From 2000 until 2004 he served as the Chief Quality Officer for UICI, a unique and diverse financial services company headquartered in the Fort Worth, Texas. His mission at UICI was to be the catalyst for a quality process that actively involved every one of the UICI Insurance Center’s 1200+ employees in the continual improvement of every aspect of the corporation.

He succeeded in leading the implementation of a Complete Quality process (CQP), his unique – and uniquely successful – approach which insures that an organization’s quality effort reaches every aspect of the company and benefits from the knowledge, ability, and enthusiasm of every person on the payroll.

Prior to that he spent the previous dozen years giving keynote presentations and conducting workshops throughout the United States and in Turkey, Brazil, India, Belarus, Sweden, Canada, Finland, and Singapore.

He was a member of the committee that defined and established the Malcolm Baldrige United States National Quality Award and was an Examiner for that award for two years. Before joining the business world in 1983, Townsend served for twenty years in the United States Marine Corps.

He had a wide assortment of duties, ranging from being the commanding officer of an artillery unit in combat to teaching college history and from being a public affairs officer for a recruiting command to being the commanding officer of a refugee camp.

Since 1986, he has authored or coauthored seven books on quality – the latest entitled Quality Makes Money, was published in July 2005, by the American Society for Quality Press.

He has a B.S. (Mathematics) from Marquette University and an M.S. (Computer Science) from the United States Naval Postgraduate School.

Question: In one of your books you quote Tom Peters as saying “quality equals systems plus passion.” Can you elaborate on that? 

Townsend:

Tom’s point was that most structured attempts at improvement fail because they were either all system and no passion or they are all passion and no system.
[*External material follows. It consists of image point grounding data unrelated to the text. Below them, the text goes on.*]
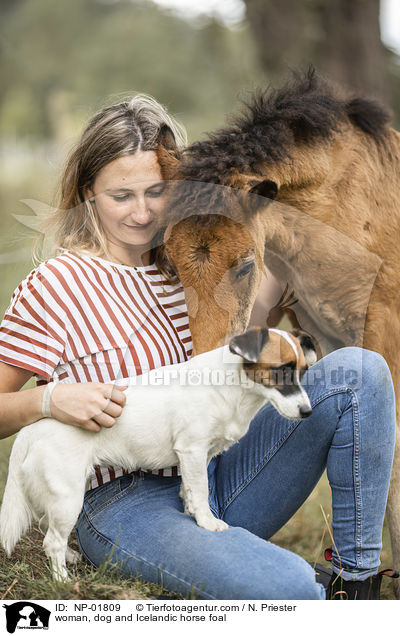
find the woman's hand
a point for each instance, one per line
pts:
(88, 405)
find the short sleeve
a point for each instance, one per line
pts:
(32, 332)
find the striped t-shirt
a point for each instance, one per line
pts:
(80, 318)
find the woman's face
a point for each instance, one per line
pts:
(128, 194)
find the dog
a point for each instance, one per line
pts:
(184, 413)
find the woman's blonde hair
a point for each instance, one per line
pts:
(140, 123)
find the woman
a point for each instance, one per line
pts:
(108, 307)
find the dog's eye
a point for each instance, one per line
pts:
(244, 269)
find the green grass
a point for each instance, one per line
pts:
(26, 574)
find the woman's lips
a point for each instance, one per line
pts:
(138, 228)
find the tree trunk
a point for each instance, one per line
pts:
(341, 38)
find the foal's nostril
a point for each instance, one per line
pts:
(305, 411)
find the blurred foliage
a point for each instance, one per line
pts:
(61, 61)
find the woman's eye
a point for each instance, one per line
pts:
(157, 192)
(244, 270)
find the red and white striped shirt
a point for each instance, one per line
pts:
(81, 318)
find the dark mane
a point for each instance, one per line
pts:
(304, 110)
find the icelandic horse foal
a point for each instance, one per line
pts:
(332, 164)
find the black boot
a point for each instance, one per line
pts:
(368, 590)
(341, 590)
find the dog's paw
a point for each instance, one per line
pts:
(211, 523)
(72, 556)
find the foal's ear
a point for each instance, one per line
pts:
(249, 344)
(266, 190)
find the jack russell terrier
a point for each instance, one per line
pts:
(183, 413)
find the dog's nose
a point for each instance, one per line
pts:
(305, 411)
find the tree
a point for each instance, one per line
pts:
(341, 38)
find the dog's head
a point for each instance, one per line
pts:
(276, 360)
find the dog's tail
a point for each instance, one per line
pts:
(15, 514)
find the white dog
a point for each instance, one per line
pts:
(184, 413)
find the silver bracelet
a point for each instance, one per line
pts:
(46, 399)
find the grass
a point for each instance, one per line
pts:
(26, 574)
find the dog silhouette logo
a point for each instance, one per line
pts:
(26, 615)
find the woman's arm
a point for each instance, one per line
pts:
(17, 409)
(89, 405)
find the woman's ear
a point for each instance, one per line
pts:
(88, 194)
(166, 139)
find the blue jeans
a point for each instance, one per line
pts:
(256, 486)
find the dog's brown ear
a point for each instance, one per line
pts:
(249, 344)
(308, 346)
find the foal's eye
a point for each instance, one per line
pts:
(244, 269)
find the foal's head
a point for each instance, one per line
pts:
(216, 243)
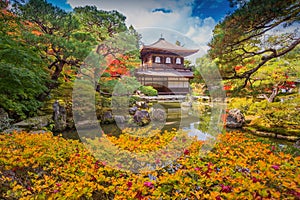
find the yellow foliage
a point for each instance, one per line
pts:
(41, 166)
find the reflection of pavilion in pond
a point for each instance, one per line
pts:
(163, 67)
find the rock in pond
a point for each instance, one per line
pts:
(34, 123)
(235, 119)
(142, 117)
(4, 120)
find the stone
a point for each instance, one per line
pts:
(34, 123)
(297, 144)
(120, 119)
(142, 104)
(142, 117)
(158, 114)
(235, 119)
(59, 117)
(4, 120)
(132, 110)
(107, 117)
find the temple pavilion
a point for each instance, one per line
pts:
(163, 68)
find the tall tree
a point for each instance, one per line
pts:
(66, 38)
(23, 75)
(253, 35)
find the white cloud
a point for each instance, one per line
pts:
(139, 14)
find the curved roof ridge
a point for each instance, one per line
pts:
(162, 44)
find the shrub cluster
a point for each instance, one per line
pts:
(41, 166)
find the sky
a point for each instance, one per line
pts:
(189, 21)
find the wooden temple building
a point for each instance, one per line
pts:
(163, 68)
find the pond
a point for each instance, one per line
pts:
(191, 119)
(196, 120)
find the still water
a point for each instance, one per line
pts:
(195, 120)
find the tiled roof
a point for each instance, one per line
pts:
(164, 45)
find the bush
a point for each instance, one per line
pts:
(148, 90)
(277, 114)
(40, 166)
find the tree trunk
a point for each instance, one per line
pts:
(273, 95)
What you need is a balance. We think that the complete quality process that I talk about does strike that balance by recognizing an effort improvement, just like leadership itself, must be both rational and emotional. It doesn’t work to just have a semi-annual Ra-Ra session where we say “We’re the best!” and all this other good stuff, but with no actual change in the way employees can impact the process, can change anything. It doesn’t work on the otherside to have a small collection of appointed experts who study data to now say, “You should do your job this way.” For success you need both, you need both system and passion.